The music industry simulator is in a kind of open beta testing stage. You can see it at http://schubert.halo.gen.nz.
The work has also been called a songwriting machine, which it is.
About the Music Industry Simulator
Contents
The music industry.
In the music industry's core lies a cluster of executives. Every so often one of them commmisions a new work from a producer. The producer selects a set of musicians and a songwriter, who collaborate on a new song. When the song is publicly released, it will slip into obscurity unless people vote for it in the charts. The creators of the song pay attention to its progress in the charts; if it does well they will are encouraged in their musical direction, otherwise they search for a new sound.
Industry players who consistently do badly are likely to give up, while those who do well inspire a sea of imitators. Thus the system as a whole drifts gradually towards more successful musical terrain.
Origin of the Players
All of the musicians involved are figments of a software program, each with its own mind and memory. The initial population is essentially random in character, but subsequent generations reflect evolutionary pressure.
Source code
The source code will be available soon.
Credits
I first worked on this project between September and November, 2003, as digital artist in residence at the University of Waikato Screen and Media Department. They paid me to do it. Several people there helped me with ideas and materials, including Bevin Yeatman, Sean Cubitt, July Rea, and Andreas Fuchs.
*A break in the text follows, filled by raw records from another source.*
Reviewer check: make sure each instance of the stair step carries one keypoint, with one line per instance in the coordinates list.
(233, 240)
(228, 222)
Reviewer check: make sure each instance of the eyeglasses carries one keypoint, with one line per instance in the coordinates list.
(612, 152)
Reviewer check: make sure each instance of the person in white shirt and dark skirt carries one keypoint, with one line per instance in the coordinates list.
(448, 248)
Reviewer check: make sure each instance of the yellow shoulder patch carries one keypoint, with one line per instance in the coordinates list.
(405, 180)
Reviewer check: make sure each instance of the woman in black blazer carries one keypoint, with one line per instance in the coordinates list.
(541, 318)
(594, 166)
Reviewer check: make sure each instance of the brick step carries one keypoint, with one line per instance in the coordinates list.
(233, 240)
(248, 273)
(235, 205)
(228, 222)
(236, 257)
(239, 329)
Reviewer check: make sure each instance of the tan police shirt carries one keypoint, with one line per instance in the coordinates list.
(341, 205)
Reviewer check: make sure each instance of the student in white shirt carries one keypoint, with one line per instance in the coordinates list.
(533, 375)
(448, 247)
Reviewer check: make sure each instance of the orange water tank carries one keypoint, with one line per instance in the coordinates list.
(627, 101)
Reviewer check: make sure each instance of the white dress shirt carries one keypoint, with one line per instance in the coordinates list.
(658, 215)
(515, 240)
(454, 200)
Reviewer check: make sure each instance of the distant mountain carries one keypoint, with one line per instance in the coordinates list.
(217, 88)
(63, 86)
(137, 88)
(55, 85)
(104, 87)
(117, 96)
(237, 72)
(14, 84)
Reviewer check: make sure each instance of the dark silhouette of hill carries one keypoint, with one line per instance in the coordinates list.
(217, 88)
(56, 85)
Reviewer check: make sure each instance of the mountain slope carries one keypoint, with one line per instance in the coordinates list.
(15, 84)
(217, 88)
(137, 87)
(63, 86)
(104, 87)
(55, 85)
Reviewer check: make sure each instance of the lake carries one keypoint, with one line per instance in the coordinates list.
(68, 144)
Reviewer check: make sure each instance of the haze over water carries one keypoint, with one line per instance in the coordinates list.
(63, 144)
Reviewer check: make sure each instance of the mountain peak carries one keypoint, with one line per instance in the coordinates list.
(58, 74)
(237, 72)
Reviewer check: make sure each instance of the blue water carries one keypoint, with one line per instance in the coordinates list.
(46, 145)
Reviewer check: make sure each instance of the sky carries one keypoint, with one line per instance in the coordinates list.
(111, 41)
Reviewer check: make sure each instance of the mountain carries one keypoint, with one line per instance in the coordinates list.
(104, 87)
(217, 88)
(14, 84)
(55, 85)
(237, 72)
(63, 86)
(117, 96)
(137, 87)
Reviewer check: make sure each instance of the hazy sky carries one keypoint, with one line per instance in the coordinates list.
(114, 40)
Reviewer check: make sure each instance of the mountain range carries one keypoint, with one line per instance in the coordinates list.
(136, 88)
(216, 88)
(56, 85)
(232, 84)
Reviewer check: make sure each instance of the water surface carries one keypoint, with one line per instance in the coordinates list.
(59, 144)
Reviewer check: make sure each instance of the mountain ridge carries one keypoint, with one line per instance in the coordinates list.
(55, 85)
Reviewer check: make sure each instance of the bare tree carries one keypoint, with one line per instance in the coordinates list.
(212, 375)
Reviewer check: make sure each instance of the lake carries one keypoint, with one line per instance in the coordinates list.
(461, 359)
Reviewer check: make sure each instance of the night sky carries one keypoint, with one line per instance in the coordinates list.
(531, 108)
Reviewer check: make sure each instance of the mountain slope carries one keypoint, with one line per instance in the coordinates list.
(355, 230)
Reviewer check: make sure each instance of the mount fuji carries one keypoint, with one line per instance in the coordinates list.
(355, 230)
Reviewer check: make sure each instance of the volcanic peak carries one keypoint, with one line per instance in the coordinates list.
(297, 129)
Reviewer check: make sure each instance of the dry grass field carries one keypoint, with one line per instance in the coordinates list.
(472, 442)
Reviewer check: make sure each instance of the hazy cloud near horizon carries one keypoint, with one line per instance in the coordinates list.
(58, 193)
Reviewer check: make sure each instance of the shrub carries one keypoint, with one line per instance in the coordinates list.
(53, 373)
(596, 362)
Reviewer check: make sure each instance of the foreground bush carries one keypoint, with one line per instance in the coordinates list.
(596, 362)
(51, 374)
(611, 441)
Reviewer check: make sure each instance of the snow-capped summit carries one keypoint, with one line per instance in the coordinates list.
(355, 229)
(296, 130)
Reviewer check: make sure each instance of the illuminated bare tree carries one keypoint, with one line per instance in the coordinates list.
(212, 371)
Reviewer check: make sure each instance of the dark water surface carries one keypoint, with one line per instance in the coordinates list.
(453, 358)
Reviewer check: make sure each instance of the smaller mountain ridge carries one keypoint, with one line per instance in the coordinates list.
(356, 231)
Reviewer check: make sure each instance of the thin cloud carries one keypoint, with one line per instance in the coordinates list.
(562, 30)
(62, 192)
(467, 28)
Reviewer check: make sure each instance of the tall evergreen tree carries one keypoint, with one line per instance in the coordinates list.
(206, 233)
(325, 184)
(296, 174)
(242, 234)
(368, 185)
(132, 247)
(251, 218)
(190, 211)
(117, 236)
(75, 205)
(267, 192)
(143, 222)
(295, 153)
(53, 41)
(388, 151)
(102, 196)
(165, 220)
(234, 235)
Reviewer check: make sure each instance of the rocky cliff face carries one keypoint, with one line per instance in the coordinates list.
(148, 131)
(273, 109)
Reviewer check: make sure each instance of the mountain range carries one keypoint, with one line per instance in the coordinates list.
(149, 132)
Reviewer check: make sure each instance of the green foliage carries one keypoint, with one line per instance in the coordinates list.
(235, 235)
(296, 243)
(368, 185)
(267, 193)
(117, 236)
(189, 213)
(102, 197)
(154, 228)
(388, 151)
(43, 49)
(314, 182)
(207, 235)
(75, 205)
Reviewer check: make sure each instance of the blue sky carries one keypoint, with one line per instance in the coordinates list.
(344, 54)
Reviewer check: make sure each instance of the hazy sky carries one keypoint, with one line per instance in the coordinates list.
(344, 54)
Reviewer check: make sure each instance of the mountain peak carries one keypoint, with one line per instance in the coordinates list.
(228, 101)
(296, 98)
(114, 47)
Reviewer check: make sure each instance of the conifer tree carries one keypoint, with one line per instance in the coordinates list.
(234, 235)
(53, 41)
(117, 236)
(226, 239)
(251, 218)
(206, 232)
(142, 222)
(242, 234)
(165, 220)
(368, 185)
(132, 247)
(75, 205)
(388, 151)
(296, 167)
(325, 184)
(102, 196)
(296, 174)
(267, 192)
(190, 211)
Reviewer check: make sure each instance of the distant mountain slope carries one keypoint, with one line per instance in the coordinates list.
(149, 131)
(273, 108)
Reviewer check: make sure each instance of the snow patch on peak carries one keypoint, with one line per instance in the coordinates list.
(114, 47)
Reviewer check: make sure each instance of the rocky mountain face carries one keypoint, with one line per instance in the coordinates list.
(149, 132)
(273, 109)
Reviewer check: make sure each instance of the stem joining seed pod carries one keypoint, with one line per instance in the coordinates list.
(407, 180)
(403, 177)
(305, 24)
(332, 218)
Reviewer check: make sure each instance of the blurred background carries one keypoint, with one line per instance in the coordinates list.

In September 2004 I picked it up again. At this point I was sort of informal artist in residence at MediaLab South Pacific. They lent me a desk and a net connection. It was Graham Scown's idea that I work there, but I was also helped by Anna Wilson, Phil Shepherd, Michael Gregg, and Hannah Lander.
The server hardware (a 1Ghz Pentium III with 256Mb ram and slow whiny diskdrive) is owned and hosted by CityLink. In particular, Simon Blake and Matt Hunt helped me assemble the machine and plug it in. CityLink have helped me on other projects (as have MediaLab for that matter).
The voices use the singing mode of the Festival Speech Synthesis System, provided to the world by the University of Edinburgh's Centre for Speech Technology Research. Some of the voices use Mbrola, which is free for non-commercial use only. The singing mode was written by Dominic Mazzoni.
The other instruments are played by Timidity++, undoubtedly the greatest of all Finno-Japanese music software packages. The midi patches (ie, the actual sounds) are from the former Debian free-patches package, which I understand has many authors. The music is written first in ABC format, and converted to midi using abc2midi.
The mixing is done by Ecasound. Encoding is done using Oggenc and Lame.
The software is written in Python with a small bit of GCC-compiled C, which is blended in via Pyrex. The Twisted framework is used for the web interface and spread events out across time. All of the above-mentioned software, except Mbrola, are part of Debian GNU/Linux or Christian Marillat's multimedia extensions to Debian.
Mark Williams of the NZ Film Archive organised some advance publicity, and offered much enthusiasm (including plans to form a covers band - contact Mark at the archive [nzfa.org.nz] if you're interested).
Lissa Mitchell helped with testing and various other things.
Using the Halogen music charts
Contents
Finding a song
The Chart
On the left hand side of the front page is the top 50. The italicised links are song titles. Clicking on any of these will take you to a page about the song. If a song has a coloured arrow beside it, it indicates the song's recent movement in the chart.
New Releases
The upper right column of the main page lists the most recently produced songs. Again, the song links are italicised.
Random Song link
Near the top right of most pages is a link labeled "random", which will take you to an arbitrarily chosen song.
News Section
Low down on the right hand side of the main page is a section containing music industry news and gossip. Any italicised link there will take you to a song.
Finding songs via musicians' home pages
The musicians have home pages, which you can find via just about any link that isn't italicised. Musician's usually list the songs they have had a part in on their home pages.
Listening
There are four ways to listen to a song; which you chose will depend on your taste and patience, and your computer's abilities.
Ogg Vorbis
The link labeled "ogg" will give you the best sound, but many people's computers cannot yet handle ogg vorbis files. Free players are available from xiph.org and other people.
Mp3 high quality
MP3 is slightly inferior to Ogg Vorbis, but is fairly ubiquitous. The "mp3" link will give you pretty good sound quality, but may take a while to download via a dial-up link. It is encoded at around 96kbps.
Mp3 mono
The "mono mp3" file has lower fidelity, but will download in less than half the time. It is encoded at 40kbps.
Flash
There is a flash/swf mp3 player built into the page. If you click on the little green triangle, it will start playing the mono mp3 stream. It will begin playing the file before it is all downloaded, but may still take some seconds to make a sound.
The flash plugin will work even if you don't have an mp3 player.
Voting
There are 'up' and 'down' links with appropriate arrows. Clicking on one of these will send the song in the direction indicated.
In a music chart, 'up' means towards number 1, not towards a high number.
If you can't decide about a song, it is OK to abstain. Naturally, you should listen before voting.